Division of Medicine (Cardiology), Peter Munk Cardiac Centre, Toronto General Hospital, Toronto, Ontario, Canada.
J Cardiovasc Magn Reson. 2011 Dec 8;13(1):78. doi: 10.1186/1532-429X-13-78.
Three dimensional echo is a relatively new technique which may offer a rapid alternative for the examination of the right heart. However its role in patients with non-standard ventricular size or anatomy is unclear. This study compared volumetric measurements of the right ventricle in 25 patients with adult congenital heart disease using both cardiovascular magnetic resonance (CMR) and three dimensional echocardiography.
Patients were grouped by diagnosis into those expected to have normal or near-normal RV size (patients with repaired coarctation of the aorta) and patients expected to have moderate or worse RV enlargement (patients with repaired tetralogy of Fallot or transposition of the great arteries). Right ventricular end diastolic volume, end systolic volume and ejection fraction were compared using both methods with CMR regarded as the reference standard
Bland-Altman analysis of the 25 patients demonstrated that for both RV EDV and RV ESV, there was a significant and systematic under-estimation of volume by 3D echo compared to CMR. This bias led to a mean underestimation of RV EDV by -34% (95%CI: -91% to + 23%). The degree of underestimation was more marked for RV ESV with a bias of -42% (95%CI: -117% to + 32%). There was also a tendency to overestimate RV EF by 3D echo with a bias of approximately 13% (95% CI -52% to +27%).

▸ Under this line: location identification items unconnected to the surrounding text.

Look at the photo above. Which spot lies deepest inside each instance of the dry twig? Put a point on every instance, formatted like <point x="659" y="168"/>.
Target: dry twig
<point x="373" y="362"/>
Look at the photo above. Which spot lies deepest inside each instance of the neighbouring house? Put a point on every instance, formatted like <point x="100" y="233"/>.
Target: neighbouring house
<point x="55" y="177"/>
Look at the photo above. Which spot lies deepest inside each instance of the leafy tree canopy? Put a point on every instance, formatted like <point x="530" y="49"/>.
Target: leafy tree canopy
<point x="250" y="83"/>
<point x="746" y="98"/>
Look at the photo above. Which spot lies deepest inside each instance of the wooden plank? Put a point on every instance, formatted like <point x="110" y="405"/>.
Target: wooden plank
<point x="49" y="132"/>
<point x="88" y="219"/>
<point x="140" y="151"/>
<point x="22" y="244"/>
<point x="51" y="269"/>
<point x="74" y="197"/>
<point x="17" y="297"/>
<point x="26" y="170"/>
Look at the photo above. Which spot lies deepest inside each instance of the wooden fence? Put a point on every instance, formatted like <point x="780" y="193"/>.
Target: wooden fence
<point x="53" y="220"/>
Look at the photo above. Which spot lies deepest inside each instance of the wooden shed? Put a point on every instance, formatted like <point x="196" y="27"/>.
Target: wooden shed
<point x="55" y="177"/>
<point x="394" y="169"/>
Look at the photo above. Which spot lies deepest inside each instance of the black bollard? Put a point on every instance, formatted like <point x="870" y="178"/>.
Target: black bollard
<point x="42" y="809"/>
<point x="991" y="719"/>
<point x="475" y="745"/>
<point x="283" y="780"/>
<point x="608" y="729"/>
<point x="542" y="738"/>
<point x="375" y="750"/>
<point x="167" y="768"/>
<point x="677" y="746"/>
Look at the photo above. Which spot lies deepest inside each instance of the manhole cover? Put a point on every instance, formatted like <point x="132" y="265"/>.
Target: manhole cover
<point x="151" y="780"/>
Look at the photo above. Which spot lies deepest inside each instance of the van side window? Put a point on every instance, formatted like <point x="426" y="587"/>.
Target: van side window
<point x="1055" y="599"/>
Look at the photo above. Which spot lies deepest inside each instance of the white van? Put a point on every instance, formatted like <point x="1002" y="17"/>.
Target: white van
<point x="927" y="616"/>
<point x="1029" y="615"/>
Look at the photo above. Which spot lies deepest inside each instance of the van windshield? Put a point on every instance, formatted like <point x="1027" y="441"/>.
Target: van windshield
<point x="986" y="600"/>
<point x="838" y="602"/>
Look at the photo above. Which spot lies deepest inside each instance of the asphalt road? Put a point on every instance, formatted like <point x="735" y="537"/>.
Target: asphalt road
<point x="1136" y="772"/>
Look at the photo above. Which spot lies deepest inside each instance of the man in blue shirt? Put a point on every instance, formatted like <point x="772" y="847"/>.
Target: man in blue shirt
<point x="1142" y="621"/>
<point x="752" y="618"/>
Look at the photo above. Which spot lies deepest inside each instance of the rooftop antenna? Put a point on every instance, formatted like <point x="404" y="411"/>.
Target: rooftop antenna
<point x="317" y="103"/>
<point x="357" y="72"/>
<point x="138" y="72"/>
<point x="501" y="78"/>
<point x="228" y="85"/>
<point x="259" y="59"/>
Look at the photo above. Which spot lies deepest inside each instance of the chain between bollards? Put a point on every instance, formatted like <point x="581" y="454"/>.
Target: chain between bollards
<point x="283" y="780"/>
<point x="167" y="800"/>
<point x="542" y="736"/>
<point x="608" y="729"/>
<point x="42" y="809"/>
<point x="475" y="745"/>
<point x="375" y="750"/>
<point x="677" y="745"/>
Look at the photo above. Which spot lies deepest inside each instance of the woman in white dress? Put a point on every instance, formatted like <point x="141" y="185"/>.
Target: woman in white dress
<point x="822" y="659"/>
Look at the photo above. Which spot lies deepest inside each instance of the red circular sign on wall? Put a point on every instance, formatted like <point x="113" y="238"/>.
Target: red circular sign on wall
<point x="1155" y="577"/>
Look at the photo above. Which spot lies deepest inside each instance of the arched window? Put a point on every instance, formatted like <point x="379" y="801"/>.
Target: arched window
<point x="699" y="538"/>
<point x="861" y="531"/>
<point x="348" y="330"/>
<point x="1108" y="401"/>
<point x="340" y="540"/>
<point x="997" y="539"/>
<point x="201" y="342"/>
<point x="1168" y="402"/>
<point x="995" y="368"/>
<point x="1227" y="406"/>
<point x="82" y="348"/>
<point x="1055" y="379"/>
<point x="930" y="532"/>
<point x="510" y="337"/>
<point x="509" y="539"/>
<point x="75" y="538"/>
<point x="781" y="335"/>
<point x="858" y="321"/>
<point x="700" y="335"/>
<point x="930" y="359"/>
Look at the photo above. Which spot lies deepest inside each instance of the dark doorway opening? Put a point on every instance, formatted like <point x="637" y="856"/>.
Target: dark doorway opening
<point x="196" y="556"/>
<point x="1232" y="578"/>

Statistically significant and clinically meaningful differences in volumetric measurements were observed between the two techniques. Three dimensional echocardiography does not appear ready for routine clinical use in RV assessment in congenital heart disease patients with more than mild RV dilatation at the current time.
三维超声是一种相对较新的技术,可为右心检查提供快速替代方法。然而,其在心室大小或解剖结构非标准的患者中的作用尚不清楚。本研究比较了 25 例成人先天性心脏病患者使用心血管磁共振(CMR)和三维超声心动图对右心室容积的测量值。
根据诊断将患者分为两组:预计右心室大小正常或接近正常(主动脉缩窄修复患者)和预计中度或更严重右心室扩大(法洛四联症或大动脉转位修复患者)。使用两种方法比较右心室舒张末期容积、收缩末期容积和射血分数,以 CMR 为参考标准。
对 25 例患者进行 Bland-Altman 分析表明,与 CMR 相比,3D 超声对 RVEDV 和 RVESV 的体积均存在显著且系统的低估。这种偏差导致 RVEDV 的平均低估率为-34%(95%CI:-91%至+23%)。RVESV 的低估程度更为明显,偏差为-42%(95%CI:-117%至+32%)。3D 超声还存在高估 RV EF 的趋势,偏差约为 13%(95%CI:-52%至+27%)。
两种技术之间观察到容积测量的统计学显著和临床有意义的差异。在目前情况下,三维超声心动图在右心室扩张超过轻度的先天性心脏病患者的 RV 评估中似乎还不能常规用于临床。